OATS: Though the Scots and the Irish have made a cuisine of oats, it is mostly thought of in the U.S. as a bland breakfast food. Seldom found as a whole grain, it's usually sold processed in one form or another. Much like barley, the oat is a difficult grain to separate from its hull. Besides its longtime role as a breakfast food, oats make an excellent thickener of soups and stews and a filler in meat loafs and casseroles. Probably the second most common use for oats in America is in cookies and granolas. A little creative thought can really increase their culinary range.

Listed below are the forms of oats found in the U.S. Rolled and cut oats retain both their bran and their germ.
Oat groats: These are whole oats with the hulls removed. They are not often found in this form, but can sometimes be had from natural food stores and some storage food dealers. Oats are not the easiest thing to obtain a consistent grind from so producing your own oat flour takes a bit of experience. If you have a roller mill or attachment you can produce your own oatmeal using whole oat groats.
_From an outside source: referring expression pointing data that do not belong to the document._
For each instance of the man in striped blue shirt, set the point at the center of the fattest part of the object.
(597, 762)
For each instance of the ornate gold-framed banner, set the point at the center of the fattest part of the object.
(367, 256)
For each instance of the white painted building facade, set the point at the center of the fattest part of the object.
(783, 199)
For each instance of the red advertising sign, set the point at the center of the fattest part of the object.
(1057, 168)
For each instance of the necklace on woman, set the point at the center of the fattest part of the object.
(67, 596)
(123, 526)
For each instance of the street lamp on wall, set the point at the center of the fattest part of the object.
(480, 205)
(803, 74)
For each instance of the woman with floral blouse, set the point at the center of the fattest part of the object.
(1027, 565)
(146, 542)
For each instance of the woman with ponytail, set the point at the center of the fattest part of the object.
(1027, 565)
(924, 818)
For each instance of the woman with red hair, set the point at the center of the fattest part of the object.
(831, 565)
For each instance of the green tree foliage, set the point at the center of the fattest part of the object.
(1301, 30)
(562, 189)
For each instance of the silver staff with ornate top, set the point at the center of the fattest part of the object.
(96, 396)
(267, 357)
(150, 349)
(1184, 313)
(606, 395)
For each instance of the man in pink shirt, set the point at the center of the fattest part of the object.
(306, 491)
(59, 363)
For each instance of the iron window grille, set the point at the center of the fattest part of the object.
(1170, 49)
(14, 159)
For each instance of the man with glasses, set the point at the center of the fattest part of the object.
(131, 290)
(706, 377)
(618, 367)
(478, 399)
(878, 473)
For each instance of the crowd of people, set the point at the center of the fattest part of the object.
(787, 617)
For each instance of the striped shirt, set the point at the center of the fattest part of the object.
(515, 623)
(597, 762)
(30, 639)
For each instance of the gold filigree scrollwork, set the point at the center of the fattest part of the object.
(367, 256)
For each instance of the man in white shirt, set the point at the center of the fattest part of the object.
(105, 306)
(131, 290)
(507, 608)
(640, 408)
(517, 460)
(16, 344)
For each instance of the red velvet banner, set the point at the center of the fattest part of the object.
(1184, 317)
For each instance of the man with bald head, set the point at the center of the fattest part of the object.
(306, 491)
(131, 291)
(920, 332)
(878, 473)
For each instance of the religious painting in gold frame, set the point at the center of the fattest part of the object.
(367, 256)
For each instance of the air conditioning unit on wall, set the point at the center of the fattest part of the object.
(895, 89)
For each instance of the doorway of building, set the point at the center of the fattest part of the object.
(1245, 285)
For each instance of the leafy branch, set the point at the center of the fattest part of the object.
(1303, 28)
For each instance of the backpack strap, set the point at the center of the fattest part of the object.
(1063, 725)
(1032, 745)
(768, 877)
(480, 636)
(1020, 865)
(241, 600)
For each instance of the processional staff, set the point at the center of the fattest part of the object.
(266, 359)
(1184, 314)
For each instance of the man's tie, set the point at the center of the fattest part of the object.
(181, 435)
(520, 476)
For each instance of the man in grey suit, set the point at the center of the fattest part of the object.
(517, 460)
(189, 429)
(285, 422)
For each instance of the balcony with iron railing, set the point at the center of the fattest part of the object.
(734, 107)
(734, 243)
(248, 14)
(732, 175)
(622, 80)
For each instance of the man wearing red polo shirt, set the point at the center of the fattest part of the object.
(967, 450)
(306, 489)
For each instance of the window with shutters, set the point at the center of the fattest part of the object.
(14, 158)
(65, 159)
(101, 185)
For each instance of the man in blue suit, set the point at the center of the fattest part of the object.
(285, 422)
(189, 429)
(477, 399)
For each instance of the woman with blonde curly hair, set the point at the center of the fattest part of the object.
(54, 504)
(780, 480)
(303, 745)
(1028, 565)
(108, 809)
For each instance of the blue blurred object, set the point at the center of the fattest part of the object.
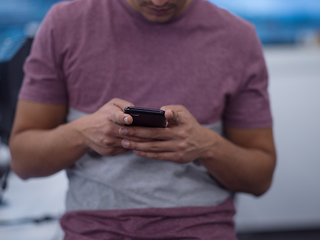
(277, 21)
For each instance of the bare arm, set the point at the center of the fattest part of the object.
(243, 163)
(41, 144)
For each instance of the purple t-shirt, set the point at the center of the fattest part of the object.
(90, 51)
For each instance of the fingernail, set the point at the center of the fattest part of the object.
(123, 131)
(125, 143)
(126, 120)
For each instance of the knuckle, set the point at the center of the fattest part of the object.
(157, 156)
(154, 134)
(183, 146)
(154, 147)
(180, 158)
(182, 134)
(108, 131)
(108, 142)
Steel cut oats: Also known as Irish, pinhead or porridge oats. They are oat groats cut into chunks with steel blades. They're not rolled and look like coarse bits of grain. Steel cut oats can be found in many supermarkets and natural food stores. They take longer to cook than rolled oats, but retain more texture. They need oxygen free packaging to be kept at their best for long term storage.

Rolled oats: These are also commonly called old fashioned, thick cut or porridge oats. To produce them, oat groats are steamed and then rolled to flatten. They can generally be found wherever oats are sold. They take slightly longer to cook than do the quick cooking oats, but they retain more flavor, texture and nutrition. This is what most people will call to mind when they think of oatmeal.

Quick cooking rolled oats: These are just steamed oat groats rolled thinner than the old fashioned kind above so that they will cook faster. They can usually be found right next to the thicker rolled oats.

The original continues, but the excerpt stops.